2. In 2006, SAT takers with course work or experience in music performance scored 57 points higher on the verbal portion of the college entrance exam and 43 points higher on the math portion than did students with no such experience in the arts. Scores of those with course work in music appreciation were 62 points higher on the verbal and 41 points higher on the math, according to the College Board’s 2006 Profile of College-Bound Seniors National Report.

3. A November 2007 Harris poll found that 86 percent of college graduates had some music education when they were in school, compared with 65 percent for those who had not completed or completed only high school. Eighty-three percent of people earning $150,000 or more had a music education, the poll found.

For more “reasons,” there are many helpful resources such as musicforall.org, amc-music.com/ and schoolmusicmatters.com.

To me, the sheer joy of music making, for people from 0 to 100+, is reason enough! The rest is gravy!

Steve Van Zandt

Steven Van Zandt says rock ‘n’ roll saved his life. Now he wants to return the favor. The E Street Band guitarist and Sopranos star created the non-profit Rock and Roll Forever Foundation last year, as a vehicle to preserve the music that so shaped his life.

On December 2, 2007, he unveil the foundation’s first project: a middle- and high-school curriculum designed to introduce a new generation of teens to the music. The project, being created in partnership with education publisher Scholastic’s InSchool division, is endorsed by the National Association for Music Education (MENC). Scholastic will work to ensure course materials meet national education standards, so it could be used not only in music classes but also for humanities or social studies courses.

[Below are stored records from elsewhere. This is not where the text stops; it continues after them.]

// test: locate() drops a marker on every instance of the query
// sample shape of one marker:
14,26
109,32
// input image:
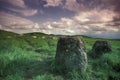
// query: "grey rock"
70,54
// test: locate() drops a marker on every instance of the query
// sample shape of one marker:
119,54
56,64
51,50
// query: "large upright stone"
70,54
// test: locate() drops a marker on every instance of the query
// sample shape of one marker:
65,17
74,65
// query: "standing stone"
101,46
70,54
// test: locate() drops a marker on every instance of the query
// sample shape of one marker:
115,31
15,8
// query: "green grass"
25,57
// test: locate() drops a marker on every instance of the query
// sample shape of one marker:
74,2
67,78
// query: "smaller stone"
102,46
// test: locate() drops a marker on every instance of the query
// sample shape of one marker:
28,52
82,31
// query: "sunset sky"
96,18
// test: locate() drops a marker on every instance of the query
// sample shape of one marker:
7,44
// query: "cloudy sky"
96,18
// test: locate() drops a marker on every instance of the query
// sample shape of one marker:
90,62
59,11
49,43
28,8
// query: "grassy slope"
31,57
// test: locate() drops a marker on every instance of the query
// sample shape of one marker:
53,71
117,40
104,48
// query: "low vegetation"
31,57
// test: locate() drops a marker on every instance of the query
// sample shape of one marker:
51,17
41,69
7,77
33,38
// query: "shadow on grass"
28,68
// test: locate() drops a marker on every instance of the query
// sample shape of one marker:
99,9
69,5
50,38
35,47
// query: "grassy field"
31,57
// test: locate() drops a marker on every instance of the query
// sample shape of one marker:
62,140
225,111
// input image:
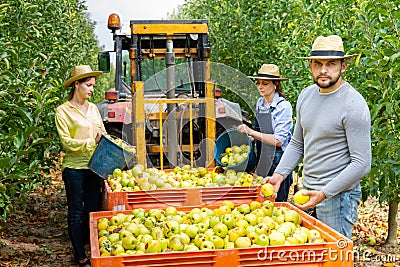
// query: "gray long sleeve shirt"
332,133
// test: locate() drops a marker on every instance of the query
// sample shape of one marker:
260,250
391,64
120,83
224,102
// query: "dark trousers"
283,192
82,187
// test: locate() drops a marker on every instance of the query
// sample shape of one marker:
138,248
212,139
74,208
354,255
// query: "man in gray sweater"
332,134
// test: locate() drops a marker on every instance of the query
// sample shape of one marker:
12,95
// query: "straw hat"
269,72
80,72
330,47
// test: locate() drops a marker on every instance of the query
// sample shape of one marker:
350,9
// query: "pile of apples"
140,178
234,155
119,142
163,230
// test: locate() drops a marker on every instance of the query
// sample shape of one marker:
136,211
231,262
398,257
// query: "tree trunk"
391,240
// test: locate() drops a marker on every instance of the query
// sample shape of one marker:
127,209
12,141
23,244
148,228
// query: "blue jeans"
283,192
82,187
340,212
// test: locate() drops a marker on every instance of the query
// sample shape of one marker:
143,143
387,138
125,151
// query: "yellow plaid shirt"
77,132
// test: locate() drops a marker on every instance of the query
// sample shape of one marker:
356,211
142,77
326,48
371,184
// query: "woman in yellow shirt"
80,128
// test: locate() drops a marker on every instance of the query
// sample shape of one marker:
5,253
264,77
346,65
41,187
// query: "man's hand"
276,179
244,129
98,136
316,196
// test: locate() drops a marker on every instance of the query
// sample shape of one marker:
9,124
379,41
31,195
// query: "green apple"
262,228
244,208
243,242
124,233
300,198
143,230
199,239
258,212
164,243
251,218
149,222
117,173
133,228
267,190
269,221
214,220
220,229
145,239
233,235
371,241
102,224
156,233
171,227
254,205
191,230
218,241
207,245
262,240
154,246
117,250
129,242
114,237
292,216
229,245
228,220
191,247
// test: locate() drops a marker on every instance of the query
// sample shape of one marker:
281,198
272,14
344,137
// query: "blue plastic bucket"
107,157
230,138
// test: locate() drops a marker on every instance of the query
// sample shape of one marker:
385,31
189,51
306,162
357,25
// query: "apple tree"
378,38
245,34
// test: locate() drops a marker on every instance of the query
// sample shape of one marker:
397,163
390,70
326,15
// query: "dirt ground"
36,234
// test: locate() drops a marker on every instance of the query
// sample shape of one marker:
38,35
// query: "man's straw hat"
269,72
80,72
330,47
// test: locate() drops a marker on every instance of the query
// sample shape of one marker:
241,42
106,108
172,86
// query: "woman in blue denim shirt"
272,126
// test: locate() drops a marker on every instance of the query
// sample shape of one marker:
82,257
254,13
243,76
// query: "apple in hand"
300,198
267,190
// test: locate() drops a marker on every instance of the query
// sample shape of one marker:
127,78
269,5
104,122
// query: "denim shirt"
282,123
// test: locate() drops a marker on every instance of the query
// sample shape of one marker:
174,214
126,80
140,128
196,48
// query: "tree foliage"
246,34
40,41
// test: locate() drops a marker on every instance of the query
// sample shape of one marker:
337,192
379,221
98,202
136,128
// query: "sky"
127,10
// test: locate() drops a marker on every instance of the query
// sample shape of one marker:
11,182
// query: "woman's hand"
244,129
98,136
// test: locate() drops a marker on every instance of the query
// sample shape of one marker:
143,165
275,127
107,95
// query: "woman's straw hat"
269,72
330,47
80,72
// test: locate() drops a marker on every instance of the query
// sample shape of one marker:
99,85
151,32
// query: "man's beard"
332,82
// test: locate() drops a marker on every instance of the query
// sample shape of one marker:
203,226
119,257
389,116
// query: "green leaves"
40,41
245,34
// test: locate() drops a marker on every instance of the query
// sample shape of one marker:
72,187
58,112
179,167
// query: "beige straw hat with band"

The plan is to distribute a 40-chapter curriculum, including teachers’ guide, lesson plans, DVDs, CDs and Web-based resources, free, beginning with the 2008-09 academic year, to the nation’s 30,000 or so middle and high schools. The curriculum will explore the cultural and historic impact of rock, beginning with pioneers such as Little Richard and Elvis Presley, through soul music, early girl groups, the British invasion, the psychedelic period and ending with today’s newer groups.

Van Zandt “is committed to not only making this something that kids will be excited about but also making it something that teachers and administrators can get behind,” says Ann Amstutz Hayes, a Scholastic vice president.

“We’re trying to reach everybody, whether a musician, a rock ‘n’ roll fan or not.” Van Zandt said. “We’re going to make a case that this art form is so interesting that you will be absolutely compelled to listen to it, and maybe even learn how to play it.”